O ministro do STF (Supremo Tribunal Federal) Edson Fachin revogou decisão do presidente da corte, Dias Toffoli, que determinava o compartilhamento de dados da Lava Jato com a PGR (Procuradoria-Geral da República).
Toffoli havia dado a decisão no início de julho porque, durante o recesso do Judiciário, o presidente do Supremo fica responsável por todos os processos que chegam ao tribunal.
Com o retorno dos trabalhos nesta segunda-feira (3), Fachin reassumiu o caso e reverteu a decisão do colega. Agora, cabe a Toffoli decidir se leva o tema para julgamento no plenário do STF. A PGR informou que recorrerá da decisão de Fachin.

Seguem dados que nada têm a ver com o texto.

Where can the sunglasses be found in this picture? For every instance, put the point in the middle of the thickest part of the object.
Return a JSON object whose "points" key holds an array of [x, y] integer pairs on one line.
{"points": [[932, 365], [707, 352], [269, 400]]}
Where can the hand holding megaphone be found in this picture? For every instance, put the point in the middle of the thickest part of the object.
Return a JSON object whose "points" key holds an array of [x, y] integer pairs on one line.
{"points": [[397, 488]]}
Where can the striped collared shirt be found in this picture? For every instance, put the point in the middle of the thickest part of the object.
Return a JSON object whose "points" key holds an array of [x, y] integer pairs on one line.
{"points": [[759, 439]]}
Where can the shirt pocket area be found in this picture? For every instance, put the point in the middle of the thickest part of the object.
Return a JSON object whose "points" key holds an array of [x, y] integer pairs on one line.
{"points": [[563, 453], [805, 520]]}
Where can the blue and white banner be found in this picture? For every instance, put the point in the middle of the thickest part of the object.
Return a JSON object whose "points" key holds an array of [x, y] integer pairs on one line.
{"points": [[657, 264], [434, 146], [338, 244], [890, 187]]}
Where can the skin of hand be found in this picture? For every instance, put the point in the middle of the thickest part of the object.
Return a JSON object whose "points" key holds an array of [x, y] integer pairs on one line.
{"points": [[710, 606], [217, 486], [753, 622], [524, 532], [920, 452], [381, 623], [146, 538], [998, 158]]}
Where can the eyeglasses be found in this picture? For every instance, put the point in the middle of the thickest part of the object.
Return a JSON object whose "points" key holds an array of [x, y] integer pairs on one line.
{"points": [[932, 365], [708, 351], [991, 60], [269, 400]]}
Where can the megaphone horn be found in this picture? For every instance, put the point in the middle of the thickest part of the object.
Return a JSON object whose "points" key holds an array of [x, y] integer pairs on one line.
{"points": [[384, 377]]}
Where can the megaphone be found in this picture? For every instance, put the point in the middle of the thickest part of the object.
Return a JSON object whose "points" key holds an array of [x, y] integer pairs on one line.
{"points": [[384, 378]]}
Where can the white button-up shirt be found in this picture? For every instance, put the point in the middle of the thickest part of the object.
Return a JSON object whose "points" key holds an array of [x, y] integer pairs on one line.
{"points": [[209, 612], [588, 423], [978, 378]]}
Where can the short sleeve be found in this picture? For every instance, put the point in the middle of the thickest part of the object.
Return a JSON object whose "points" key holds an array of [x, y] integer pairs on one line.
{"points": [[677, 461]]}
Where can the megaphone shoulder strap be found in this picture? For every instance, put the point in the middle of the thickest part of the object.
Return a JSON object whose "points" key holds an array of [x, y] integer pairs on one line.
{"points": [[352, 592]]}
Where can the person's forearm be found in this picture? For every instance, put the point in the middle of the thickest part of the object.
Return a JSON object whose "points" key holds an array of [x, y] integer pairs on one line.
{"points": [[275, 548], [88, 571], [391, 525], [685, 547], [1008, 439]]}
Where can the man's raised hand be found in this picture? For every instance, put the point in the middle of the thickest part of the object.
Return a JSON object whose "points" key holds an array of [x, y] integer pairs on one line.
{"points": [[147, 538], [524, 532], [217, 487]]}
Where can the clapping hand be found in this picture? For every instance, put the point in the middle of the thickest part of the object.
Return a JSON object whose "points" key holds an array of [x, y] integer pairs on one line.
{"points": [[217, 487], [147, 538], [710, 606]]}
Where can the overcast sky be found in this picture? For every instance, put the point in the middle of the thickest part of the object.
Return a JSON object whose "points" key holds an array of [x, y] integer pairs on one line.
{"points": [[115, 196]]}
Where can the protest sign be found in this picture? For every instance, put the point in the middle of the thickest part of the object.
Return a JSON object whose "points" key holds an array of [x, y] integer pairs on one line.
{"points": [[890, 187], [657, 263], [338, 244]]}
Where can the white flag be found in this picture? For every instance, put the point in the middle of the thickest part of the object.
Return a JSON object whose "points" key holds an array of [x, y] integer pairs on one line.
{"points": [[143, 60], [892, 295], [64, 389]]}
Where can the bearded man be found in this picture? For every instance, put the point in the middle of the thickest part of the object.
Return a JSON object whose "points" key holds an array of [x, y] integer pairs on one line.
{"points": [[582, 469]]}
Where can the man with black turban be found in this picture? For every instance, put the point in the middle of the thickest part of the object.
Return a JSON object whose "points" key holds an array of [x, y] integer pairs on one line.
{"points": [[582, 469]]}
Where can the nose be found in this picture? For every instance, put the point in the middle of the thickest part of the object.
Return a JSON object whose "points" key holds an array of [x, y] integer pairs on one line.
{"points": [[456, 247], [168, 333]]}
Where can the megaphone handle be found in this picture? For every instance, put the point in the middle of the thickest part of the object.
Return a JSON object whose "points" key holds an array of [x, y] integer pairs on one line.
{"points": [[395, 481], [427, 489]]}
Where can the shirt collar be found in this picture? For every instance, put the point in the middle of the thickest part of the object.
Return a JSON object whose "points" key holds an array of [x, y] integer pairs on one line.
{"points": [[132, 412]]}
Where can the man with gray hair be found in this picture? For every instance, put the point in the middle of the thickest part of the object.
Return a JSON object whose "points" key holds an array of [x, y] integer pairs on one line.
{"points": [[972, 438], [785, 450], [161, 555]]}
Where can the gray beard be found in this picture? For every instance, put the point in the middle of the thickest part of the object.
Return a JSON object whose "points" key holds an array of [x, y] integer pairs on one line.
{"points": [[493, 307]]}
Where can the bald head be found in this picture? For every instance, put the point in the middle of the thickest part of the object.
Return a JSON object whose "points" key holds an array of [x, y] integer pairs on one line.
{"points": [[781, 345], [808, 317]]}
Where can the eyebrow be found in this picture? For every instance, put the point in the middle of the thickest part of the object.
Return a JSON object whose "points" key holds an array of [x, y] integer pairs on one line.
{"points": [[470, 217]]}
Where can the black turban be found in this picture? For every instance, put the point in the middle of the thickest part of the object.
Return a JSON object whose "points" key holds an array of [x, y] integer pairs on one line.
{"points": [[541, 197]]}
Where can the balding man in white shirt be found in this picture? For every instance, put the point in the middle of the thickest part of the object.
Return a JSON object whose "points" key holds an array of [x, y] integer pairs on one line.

Um integrante da PGR ouvido pela Folha afirmou que a decisão desta segunda-feira foi animadora para a maioria preocupada com os sinais de desestruturação das forças-tarefas.
Com a decisão de Fachin, a PGR não poderá mais usar os elementos colhidos para abrir procedimento disciplinar contra os procuradores, por exemplo. O ministro do STF também determinou que o processo não deve mais correr sob sigilo.
A ordem de Fachin tem efeito retroativo, o que invalida as providências já tomadas pela PGR, a partir do que havia decidido Toffoli.
O procurador-geral da República, Augusto Aras, havia enviado integrantes da Secretaria de Perícia, Pesquisa e Análise, vinculada ao seu gabinete, para buscarem dados da Lava Jato nas forças-tarefas de Curitiba, de São Paulo e do Rio de Janeiro.
Em Curitiba, devido ao grande volume de dados, o trabalho levaria até um mês. A PGR não informou o status das atividades no Rio e em São Paulo. O trabalho de intercâmbio dos dados envolve informações sigilosas.
A relação entre a PGR e a Lava Jato ficou mais tensa após a decisão de Toffoli. Aras afirmou em uma videoconferência, na semana passada, que o trabalho da operação não tem transparência.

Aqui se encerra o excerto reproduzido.